Shinichi Taoka

Characterization of NO binding to human cystathionine β-synthase:: Possible implications of the effects of CO and NO binding to the human enzyme

Homocysteine is a key junction metabolite that can be converted to cystathionine in a reaction catalyzed by the heme and pyridoxal phosphate-dependent cystathionine beta-synthase. The heme has unusual spectroscopic properties and the axial ligands have been assigned as histidine and cysteine, respectively. Its role in the protein is not obvious from the chemistry of the beta-replacement reaction that is catalyzed. We have characterized the binding of the gaseous signaling molecule, NO, to cystathionine beta-synthase and examined its effect on the reactions catalyzed by the truncated dimeric form of the enzyme, W409X, which is a natural variant. Binding of NO appears to result in the formation of a five-coordinate ferrous nitrosyl species in which both endogenous ligands have been lost. This is in contrast to CO binding which is reported to displace the thiolate ligand and form a six-coordinate species. NO binds to the full-length enzyme with a K(d) of 281+/-50 microM and to the truncated enzyme with a K(d) of 350+/-44 microM. Binding of NO to the full-length enzyme inhibits activity with a K(i) of 320+/-60 microM. These studies demonstrate that as with CO, perturbation of the heme environment by NO is communicated to the active site with concomitant inhibition of enzyme activity, and suggests a regulatory role for heme in cystathionine beta-synthase.
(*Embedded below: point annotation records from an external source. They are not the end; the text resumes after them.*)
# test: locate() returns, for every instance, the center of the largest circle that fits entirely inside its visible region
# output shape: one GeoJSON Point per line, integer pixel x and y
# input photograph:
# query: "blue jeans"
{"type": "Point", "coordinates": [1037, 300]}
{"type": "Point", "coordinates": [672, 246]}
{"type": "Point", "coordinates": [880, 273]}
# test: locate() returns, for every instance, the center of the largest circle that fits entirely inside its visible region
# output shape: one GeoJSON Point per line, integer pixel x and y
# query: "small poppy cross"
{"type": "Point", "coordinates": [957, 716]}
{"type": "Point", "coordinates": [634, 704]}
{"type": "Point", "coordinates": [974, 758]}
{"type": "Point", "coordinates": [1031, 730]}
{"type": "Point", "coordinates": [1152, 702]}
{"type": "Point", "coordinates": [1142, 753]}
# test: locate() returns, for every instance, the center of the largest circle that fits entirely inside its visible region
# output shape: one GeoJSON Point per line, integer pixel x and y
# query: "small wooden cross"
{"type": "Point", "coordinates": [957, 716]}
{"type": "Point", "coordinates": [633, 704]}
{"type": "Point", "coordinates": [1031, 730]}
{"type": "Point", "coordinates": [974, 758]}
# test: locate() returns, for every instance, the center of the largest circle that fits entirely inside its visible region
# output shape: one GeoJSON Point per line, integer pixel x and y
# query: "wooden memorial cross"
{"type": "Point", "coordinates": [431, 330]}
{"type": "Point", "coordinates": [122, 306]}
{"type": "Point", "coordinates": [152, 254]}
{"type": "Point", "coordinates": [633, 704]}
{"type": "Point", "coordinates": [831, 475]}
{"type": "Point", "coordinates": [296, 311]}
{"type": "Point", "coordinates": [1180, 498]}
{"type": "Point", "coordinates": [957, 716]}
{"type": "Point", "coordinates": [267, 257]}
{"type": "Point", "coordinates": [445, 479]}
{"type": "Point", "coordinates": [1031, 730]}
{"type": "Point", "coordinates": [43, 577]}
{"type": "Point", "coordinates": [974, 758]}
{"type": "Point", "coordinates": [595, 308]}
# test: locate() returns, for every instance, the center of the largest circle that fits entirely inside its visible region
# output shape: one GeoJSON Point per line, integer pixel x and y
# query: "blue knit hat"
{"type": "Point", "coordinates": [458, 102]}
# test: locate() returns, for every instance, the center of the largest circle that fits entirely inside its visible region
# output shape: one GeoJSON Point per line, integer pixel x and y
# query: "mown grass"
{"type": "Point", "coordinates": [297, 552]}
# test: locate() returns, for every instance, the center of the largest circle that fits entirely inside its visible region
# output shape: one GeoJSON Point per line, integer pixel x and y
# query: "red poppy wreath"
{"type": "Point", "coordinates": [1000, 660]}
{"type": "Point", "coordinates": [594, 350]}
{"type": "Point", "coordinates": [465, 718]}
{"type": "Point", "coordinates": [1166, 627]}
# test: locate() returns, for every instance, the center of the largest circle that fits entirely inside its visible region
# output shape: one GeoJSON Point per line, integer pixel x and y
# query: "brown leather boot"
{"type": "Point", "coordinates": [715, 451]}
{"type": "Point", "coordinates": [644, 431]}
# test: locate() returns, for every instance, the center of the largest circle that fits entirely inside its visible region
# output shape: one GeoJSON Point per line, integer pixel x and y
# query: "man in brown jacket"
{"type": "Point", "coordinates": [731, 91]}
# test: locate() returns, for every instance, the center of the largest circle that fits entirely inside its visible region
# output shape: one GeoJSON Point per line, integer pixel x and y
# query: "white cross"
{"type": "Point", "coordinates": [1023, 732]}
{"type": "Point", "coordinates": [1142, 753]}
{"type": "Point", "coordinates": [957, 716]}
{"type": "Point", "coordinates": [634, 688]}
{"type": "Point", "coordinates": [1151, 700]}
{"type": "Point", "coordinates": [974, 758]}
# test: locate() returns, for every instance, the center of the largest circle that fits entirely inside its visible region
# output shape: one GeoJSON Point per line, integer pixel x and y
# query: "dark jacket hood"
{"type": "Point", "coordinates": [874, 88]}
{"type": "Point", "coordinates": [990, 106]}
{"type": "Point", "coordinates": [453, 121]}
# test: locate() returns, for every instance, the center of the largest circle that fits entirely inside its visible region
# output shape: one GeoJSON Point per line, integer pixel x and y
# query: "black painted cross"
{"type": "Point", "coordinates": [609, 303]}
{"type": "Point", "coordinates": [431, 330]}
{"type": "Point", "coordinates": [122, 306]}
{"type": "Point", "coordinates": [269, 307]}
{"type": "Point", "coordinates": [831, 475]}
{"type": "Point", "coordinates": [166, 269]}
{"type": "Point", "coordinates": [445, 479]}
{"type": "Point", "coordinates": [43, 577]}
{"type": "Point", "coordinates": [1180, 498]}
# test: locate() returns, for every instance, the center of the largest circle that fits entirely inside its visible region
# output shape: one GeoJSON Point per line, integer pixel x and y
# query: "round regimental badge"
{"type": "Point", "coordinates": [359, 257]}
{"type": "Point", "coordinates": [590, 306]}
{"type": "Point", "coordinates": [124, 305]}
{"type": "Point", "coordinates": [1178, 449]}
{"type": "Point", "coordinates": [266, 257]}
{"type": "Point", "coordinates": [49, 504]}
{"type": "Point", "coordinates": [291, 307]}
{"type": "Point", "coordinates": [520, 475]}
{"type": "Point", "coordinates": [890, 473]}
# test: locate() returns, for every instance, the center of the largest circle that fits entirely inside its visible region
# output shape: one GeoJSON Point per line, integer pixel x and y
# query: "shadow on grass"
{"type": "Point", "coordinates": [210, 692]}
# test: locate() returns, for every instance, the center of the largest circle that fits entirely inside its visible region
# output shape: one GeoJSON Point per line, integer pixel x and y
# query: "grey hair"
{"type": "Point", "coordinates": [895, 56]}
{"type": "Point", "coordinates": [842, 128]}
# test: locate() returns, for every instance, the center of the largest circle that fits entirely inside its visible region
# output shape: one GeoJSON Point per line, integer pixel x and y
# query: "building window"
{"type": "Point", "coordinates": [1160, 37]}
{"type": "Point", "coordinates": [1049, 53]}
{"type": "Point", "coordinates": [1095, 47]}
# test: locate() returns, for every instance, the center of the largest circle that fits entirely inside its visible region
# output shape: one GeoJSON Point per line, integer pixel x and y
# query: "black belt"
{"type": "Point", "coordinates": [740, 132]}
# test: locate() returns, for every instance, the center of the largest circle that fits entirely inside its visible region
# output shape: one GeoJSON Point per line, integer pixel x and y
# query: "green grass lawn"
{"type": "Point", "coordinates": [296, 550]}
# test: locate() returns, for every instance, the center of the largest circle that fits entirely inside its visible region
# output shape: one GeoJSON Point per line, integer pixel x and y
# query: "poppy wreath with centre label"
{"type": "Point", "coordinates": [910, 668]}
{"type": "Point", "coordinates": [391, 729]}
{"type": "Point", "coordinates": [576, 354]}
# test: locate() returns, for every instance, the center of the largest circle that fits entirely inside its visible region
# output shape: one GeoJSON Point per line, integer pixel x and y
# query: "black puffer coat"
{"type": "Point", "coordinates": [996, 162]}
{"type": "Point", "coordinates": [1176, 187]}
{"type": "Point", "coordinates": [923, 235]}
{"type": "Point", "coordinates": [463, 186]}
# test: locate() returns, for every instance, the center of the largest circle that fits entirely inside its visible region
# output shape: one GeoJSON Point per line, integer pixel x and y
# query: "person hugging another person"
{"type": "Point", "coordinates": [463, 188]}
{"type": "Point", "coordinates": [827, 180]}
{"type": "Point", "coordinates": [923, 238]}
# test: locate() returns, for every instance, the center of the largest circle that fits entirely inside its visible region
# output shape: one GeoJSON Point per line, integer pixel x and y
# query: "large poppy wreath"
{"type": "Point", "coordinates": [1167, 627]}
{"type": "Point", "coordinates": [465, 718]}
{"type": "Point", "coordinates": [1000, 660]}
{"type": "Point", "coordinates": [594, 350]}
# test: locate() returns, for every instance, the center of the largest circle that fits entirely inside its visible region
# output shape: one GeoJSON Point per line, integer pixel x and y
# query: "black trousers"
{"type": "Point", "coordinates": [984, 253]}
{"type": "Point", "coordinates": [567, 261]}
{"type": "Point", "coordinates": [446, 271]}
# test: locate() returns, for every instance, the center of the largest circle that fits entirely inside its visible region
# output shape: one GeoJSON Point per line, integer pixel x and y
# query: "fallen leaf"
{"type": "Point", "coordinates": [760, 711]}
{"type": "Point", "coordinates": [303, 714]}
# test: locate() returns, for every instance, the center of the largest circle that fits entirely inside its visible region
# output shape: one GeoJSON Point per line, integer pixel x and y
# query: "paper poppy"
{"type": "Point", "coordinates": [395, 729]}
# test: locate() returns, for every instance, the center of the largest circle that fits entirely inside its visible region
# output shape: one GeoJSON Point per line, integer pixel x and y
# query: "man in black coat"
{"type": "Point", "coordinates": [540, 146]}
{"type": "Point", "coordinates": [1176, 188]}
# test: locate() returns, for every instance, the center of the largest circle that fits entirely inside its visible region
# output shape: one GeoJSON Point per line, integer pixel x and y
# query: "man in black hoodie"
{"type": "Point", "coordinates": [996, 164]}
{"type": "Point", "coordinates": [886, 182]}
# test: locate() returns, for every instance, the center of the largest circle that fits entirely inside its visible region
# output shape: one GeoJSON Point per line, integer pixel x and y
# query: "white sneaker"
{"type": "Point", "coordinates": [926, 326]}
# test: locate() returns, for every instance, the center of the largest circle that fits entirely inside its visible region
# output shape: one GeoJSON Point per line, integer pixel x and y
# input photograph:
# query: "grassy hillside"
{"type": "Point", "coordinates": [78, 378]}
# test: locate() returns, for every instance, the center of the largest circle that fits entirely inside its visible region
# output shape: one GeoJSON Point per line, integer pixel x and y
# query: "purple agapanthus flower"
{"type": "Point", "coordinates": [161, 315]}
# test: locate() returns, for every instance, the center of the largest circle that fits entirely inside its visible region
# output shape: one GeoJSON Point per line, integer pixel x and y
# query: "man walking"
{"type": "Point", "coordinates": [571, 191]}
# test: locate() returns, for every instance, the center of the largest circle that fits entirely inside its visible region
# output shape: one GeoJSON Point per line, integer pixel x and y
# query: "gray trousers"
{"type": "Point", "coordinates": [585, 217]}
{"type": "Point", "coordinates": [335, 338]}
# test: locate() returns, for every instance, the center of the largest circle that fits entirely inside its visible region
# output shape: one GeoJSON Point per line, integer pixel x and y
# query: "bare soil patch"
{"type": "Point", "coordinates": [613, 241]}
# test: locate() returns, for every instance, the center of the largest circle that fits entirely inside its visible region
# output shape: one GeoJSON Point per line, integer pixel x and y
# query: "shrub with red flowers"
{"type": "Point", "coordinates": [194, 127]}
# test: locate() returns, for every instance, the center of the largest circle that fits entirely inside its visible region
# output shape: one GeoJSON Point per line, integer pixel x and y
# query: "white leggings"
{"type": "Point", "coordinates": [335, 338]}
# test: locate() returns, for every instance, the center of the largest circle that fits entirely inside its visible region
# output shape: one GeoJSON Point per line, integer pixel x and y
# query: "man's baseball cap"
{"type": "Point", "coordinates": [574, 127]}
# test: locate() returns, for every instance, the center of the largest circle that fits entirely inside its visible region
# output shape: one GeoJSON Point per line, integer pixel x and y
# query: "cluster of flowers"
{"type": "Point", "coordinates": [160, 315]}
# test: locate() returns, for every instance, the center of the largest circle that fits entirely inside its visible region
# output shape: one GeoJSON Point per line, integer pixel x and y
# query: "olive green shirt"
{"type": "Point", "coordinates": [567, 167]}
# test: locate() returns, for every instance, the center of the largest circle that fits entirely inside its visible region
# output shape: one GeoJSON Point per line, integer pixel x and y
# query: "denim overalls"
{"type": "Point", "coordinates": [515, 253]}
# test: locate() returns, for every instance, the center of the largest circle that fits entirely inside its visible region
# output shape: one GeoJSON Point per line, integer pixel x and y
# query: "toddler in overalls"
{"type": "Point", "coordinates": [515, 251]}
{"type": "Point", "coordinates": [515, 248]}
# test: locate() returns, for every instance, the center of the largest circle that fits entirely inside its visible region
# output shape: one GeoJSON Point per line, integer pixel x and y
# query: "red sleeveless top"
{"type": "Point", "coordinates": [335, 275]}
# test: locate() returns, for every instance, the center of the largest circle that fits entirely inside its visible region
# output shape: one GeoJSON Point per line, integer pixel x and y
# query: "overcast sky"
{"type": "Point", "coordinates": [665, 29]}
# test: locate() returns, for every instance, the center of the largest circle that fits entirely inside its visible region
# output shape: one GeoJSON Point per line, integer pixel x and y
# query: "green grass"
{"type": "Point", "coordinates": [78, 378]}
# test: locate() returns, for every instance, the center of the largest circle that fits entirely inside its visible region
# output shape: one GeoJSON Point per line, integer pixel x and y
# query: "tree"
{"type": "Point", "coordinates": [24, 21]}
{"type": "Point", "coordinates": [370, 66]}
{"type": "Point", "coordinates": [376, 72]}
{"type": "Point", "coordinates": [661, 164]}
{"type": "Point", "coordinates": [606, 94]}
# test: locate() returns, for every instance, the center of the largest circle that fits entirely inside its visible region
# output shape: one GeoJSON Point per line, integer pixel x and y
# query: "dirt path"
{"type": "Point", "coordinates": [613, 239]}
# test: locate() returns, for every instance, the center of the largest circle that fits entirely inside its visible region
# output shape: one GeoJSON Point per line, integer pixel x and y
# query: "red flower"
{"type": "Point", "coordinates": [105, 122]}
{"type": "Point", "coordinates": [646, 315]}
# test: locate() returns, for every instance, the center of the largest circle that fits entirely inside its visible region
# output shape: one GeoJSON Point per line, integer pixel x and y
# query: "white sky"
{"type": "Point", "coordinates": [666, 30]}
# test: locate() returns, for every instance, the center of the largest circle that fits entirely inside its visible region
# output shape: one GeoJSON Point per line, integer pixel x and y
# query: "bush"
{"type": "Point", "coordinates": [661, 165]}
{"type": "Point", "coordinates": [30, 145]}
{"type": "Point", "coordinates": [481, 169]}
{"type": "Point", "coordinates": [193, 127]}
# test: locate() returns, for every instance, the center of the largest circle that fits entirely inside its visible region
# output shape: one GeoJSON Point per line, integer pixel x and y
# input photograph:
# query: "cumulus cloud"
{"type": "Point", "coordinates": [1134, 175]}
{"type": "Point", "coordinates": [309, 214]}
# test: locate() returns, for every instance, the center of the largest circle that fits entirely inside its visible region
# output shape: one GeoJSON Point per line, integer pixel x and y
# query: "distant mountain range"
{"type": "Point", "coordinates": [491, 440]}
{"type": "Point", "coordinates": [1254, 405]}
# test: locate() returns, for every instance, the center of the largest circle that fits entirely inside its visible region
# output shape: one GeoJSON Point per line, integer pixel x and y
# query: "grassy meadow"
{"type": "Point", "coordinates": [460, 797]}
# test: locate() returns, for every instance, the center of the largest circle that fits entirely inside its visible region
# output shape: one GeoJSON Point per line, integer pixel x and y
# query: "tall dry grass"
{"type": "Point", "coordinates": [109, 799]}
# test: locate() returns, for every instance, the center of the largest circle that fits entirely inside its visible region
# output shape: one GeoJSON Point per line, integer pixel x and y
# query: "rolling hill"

Dynamics of Carbon Monoxide Binding to Cystathionine β-Synthase

Cystathionine β-synthase (CBS) condenses homocysteine, a toxic metabolite, with serine in a pyridoxal phosphate-dependent reaction. It also contains a heme cofactor to which carbon monoxide (CO) or nitric oxide can bind, resulting in enzyme inhibition. To understand the mechanism of this regulation, we have investigated the equilibria and kinetics of CO binding to the highly active catalytic core of CBS, which is dimeric. CBS exhibits strong anticooperativity in CO binding with successive association constants of 0.24 and 0.02 μm-1. Stopped flow measurements reveal slow CO association (0.0166 s-1) limited by dissociation of the endogenous ligand, Cys-52. Rebinding of CO and of Cys-52 following CO photodissociation were independently monitored via time-resolved resonance Raman spectroscopy. The Cys-52 rebinding rate, 4000 s-1, is essentially unchanged between pH 7.6 and 10.5, indicating that the pKa of Cys-52 is shifted below pH 7.6. This effect is attributed to the nearby Arg-266 residue, which is proposed to form a salt bridge with the dissociated Cys-52, thereby inhibiting its protonation and slowing rebinding to the Fe. This salt bridge suggests a pathway for enzyme inactivation upon CO binding, because Arg-266 is located on a helix that connects the heme and pyridoxal phosphate cofactor domains.

Mercuric chloride-induced spin or ligation state changes in ferric or ferrous human cystathionine β-synthase inhibit enzyme activity

Cystathionine beta-synthase is a key heme and pyridoxal phosphate-dependent enzyme involved in homocysteine metabolism in humans. The role of the recently discovered heme in this protein remains an important open question. The axial ligands to the heme in both the ferrous and ferric states have been assigned as cysteine and histidine residues, respectively. In this study, we have examined the effect of ligation and spin state changes in the heme on the activity of the enzyme. Treatment of the ferric enzyme with HgCl2 results in the conversion of six-coordinate low-spin heme to five-coordinate high-spin heme and is paralleled by a loss of activity. In contrast, treatment of the ferrous enzyme with HgCl2 results in replacement of the cysteine ligand by an unidentified sixth ligand and retention of the six-coordinate state, and is also accompanied by loss of enzyme activity. Treatment of the five-coordinate HgCl2-treated enzyme with thiols, such as homocysteine, results in reversion to a six-coordinate state. Resonance Raman spectroscopy with 34S-labeled enzyme reveals the return of the endogenous thiol ligand under these conditions and rules out direct coordination by the thiolate of homocysteine to the heme.